弾かれた向きに一回転、加速して回し蹴りを頭目掛けて放ちます。
今度は上体を反らして躱されました。
「あなた、見えていますね?」
「……」
敵は何も言わずにニヤッとしました。
私も思わず口角がつり上がっていくのを感じました。
言葉が通じていることだとか、ゴブリンの範疇に収まりきらないほど強いことなど、もはやどうでもいいことです。
私は今、おそらくどの世界の誰よりも生きているでしょう。
戦うのが楽しい。
このような感覚になったのは初めてです。
「あなた、私と取引しませんか?」
「グギ?」
「取引です。私に力を貸してください。私はあなたに経験値を支払いましょう」
「グゥギ……」
ゴブリンは一瞬、残念そうな、物足りなさそうな顔をしました。
「ですが、私の力くらいは示しておいた方が良さそうですね。続きをしましょうか」
「グギャ!」
ゴブリンは私の言葉に喜びの声を上げ、再び臨戦態勢をとります。
「では、私が勝てば協力してください。あなたが勝てば、煮るなり焼くなり好きにして頂いて結構です」
「ギ!」
「異論はありませんね。では、始めましょう」
私は一っ飛びで距離を取り、同時に魔法を放ちます。
「《火の弾丸』》《水の弾丸》《風の弾丸》、一斉掃射」
物理攻撃は効果が薄いと思われるので、一つずつ属性を試していきます。
「グギィァ」
ゴブリンは腕を伸ばして《水の弾丸》を砕き、濡れた拳で《火の弾丸』》を消火し、肘を当てて《風の弾丸》を防ぎました。
弱点属性は『火属性』ですね。
『《火の弾丸』》《四重》、一斉掃射。《落雷》』
近づく前に倒す。
このゴブリンは近距離においてはかなり強いようですが、遠距離での攻撃手段は殆ど、投石など以外には持っていないようです。

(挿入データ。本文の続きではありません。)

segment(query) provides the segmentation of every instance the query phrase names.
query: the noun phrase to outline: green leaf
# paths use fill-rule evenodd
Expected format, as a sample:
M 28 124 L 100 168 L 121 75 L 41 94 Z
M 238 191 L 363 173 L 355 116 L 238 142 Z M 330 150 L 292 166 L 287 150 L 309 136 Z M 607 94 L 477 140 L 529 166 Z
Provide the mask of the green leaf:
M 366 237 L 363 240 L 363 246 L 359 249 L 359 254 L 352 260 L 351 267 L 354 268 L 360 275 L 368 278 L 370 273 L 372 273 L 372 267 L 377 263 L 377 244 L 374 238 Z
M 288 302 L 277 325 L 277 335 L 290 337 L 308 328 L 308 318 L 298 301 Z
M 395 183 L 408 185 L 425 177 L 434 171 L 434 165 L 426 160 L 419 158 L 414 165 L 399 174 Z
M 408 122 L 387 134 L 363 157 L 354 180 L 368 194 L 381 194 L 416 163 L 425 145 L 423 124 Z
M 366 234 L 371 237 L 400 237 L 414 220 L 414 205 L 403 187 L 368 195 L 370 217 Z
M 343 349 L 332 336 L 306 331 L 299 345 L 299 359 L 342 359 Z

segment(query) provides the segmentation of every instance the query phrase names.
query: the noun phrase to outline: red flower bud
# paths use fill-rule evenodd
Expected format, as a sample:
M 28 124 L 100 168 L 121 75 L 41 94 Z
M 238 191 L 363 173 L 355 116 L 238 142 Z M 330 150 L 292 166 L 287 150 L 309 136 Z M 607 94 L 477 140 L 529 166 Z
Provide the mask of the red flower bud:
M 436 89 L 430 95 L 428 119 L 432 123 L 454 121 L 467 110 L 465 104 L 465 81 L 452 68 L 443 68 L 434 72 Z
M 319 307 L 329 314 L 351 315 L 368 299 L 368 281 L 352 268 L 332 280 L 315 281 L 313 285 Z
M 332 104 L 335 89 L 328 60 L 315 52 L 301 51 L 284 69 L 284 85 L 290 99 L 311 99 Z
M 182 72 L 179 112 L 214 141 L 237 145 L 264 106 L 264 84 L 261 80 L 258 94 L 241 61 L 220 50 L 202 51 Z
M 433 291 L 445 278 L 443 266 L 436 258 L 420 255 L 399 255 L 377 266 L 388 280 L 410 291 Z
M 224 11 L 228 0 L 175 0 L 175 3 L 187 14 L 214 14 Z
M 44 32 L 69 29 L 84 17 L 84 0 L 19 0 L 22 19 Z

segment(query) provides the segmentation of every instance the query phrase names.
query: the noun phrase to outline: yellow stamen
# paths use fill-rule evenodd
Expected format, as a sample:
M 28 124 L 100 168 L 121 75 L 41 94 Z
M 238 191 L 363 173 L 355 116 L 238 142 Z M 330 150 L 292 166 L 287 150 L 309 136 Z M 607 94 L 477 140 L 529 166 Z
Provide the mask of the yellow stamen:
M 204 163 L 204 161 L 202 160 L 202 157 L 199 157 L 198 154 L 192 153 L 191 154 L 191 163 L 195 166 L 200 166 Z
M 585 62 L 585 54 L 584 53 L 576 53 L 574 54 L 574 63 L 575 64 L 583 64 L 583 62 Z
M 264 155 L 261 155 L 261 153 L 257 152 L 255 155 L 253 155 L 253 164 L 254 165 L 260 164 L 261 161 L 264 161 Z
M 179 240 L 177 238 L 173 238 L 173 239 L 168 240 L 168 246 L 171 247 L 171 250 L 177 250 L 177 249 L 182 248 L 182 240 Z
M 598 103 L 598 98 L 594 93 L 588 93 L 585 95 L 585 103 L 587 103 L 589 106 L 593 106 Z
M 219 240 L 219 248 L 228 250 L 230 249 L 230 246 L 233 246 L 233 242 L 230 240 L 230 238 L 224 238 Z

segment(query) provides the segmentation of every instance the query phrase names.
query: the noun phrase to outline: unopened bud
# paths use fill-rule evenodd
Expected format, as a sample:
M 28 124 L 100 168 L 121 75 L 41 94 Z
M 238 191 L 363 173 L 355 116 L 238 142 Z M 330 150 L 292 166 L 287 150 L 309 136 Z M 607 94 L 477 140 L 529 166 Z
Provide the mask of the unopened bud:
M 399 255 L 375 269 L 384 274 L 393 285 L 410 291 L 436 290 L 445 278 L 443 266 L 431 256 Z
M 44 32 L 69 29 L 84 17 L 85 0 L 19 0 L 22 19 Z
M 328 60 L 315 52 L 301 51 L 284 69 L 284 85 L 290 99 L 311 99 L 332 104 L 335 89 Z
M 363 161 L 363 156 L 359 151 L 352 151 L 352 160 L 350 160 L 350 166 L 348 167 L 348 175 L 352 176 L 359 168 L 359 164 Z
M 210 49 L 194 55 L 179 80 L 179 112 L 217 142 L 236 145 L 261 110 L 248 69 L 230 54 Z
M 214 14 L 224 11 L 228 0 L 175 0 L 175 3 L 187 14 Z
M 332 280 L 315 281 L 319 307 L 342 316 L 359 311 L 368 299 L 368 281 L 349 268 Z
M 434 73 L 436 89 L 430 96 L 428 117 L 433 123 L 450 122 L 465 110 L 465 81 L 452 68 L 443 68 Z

私も近距離の方が得意ですが、遠距離攻撃も可能なのが私の強みです。
それを生かさずして、どのようにして勝てるでしょうか。
試験管型のポーション瓶を取り出し、底を噛み砕いてから続けて魔術を放ちます。
「《炎の槍》《四重》、一斉掃射」
さて、どのように反応するでしょうか。
「グギァ!」
ゴブリンは雄叫びを上げると、火と雷の中に身を躍らせ、体を焼かれながらも突き進んできました。
「……凄いですね」
確かにこれが正解ですが。
ですが、並大抵の者に出来ることではありません。